Your example of the cash register is interesting. Planet money did an interesting story on this, the birth and death of the price tag. It starts with the CEO of Coke, who suggested adding a thermometer to the side of his coke machines to charge more on hot days. This flexible pricing got a huge degree of backlash from generations who were raised on fixed prices, but the reality is that those fixed prices are a result of your cash registers. Where once a store had to hire a clerk who knew the business, the volume of raw goods for the season, the numbers left in stock, the demand for the day, month, or year, the invention of the cash register allowed stores to hire the untrained who only had to enter in a pre-decided, nonnegotiable price. It's a great example of automation.
It's really odd how price elasticity is coming into fruition. A lesser known example is how hotwire and orbitz actually work called price stratification.
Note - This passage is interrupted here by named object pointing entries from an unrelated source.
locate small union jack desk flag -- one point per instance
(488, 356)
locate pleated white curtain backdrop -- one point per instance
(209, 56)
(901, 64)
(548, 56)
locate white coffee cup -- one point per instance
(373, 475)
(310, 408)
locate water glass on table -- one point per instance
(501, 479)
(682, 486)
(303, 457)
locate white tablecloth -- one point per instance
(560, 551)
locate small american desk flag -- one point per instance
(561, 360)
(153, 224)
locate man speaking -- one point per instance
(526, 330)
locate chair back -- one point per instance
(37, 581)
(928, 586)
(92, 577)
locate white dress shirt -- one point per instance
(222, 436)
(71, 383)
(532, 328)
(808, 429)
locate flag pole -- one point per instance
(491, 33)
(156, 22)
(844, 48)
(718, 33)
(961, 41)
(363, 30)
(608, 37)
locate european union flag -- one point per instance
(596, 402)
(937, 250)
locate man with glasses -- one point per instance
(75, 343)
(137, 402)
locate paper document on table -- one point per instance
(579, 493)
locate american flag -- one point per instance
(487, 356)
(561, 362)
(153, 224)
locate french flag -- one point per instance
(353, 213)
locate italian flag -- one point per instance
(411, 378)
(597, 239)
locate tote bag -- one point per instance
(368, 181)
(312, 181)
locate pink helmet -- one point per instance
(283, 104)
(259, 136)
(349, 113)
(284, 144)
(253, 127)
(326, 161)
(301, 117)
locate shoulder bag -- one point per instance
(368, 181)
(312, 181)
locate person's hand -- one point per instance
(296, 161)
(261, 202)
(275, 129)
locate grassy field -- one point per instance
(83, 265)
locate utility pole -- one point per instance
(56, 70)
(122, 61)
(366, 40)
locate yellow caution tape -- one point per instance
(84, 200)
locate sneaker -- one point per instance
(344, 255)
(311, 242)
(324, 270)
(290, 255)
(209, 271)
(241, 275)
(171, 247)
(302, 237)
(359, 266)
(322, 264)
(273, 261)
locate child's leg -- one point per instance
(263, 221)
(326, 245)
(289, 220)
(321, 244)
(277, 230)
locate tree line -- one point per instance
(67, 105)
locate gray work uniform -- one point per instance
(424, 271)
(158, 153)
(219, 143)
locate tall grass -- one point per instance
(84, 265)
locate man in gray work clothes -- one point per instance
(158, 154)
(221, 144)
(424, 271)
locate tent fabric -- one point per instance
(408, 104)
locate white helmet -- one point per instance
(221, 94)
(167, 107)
The hotel knows that they can charge 180 per night for a given room. But they also know that there are people who will willingly pay 220 and not bat an eyelash. So they find out how those people book hotel rooms and let them pay 220 through that venue. Then they have the people who buy rooms at 180 and do the same. Finally they know that no matter what, there are some people who despite their need for a hotel room will simply not book a room at 180 a night. But they would fill the room at above cost if the room was a 'deal' or somehow impressive to them. So they sell that room through orbitz and they have a full hotel and a higher profit despite charging people different prices. Same with airlines, first class is for people who will pay for first class, not people with money.
A lot of people misunderstand what jobs are next to be automated. The service economy is safer than the support economy right now. It will be a long, long time before a robot (along with its maintenance) is cheaper than a burger-flipping high schooler. Instead, modern automation is focused on replacing tech support helplines, teams of customer service representatives, armies of paralegals. Tech support, legal discovery specialists, and translators are made redundant by new technology. They are more expensive than burger flippers, and the tech to replace them is much cheaper than burger-flipping machines. As it turns out, reading emails is a lot easier than folding towels.
Let's skip all the in betweens. AI and machines/robots are responsible for well over 90% of production and management of the Post Scarcity Economy, if it's still called 'economy'. Everything is produced in abundance at no cost. The advent of production from the atomic level will make it a cinch. Think The Replicator in Star Trek.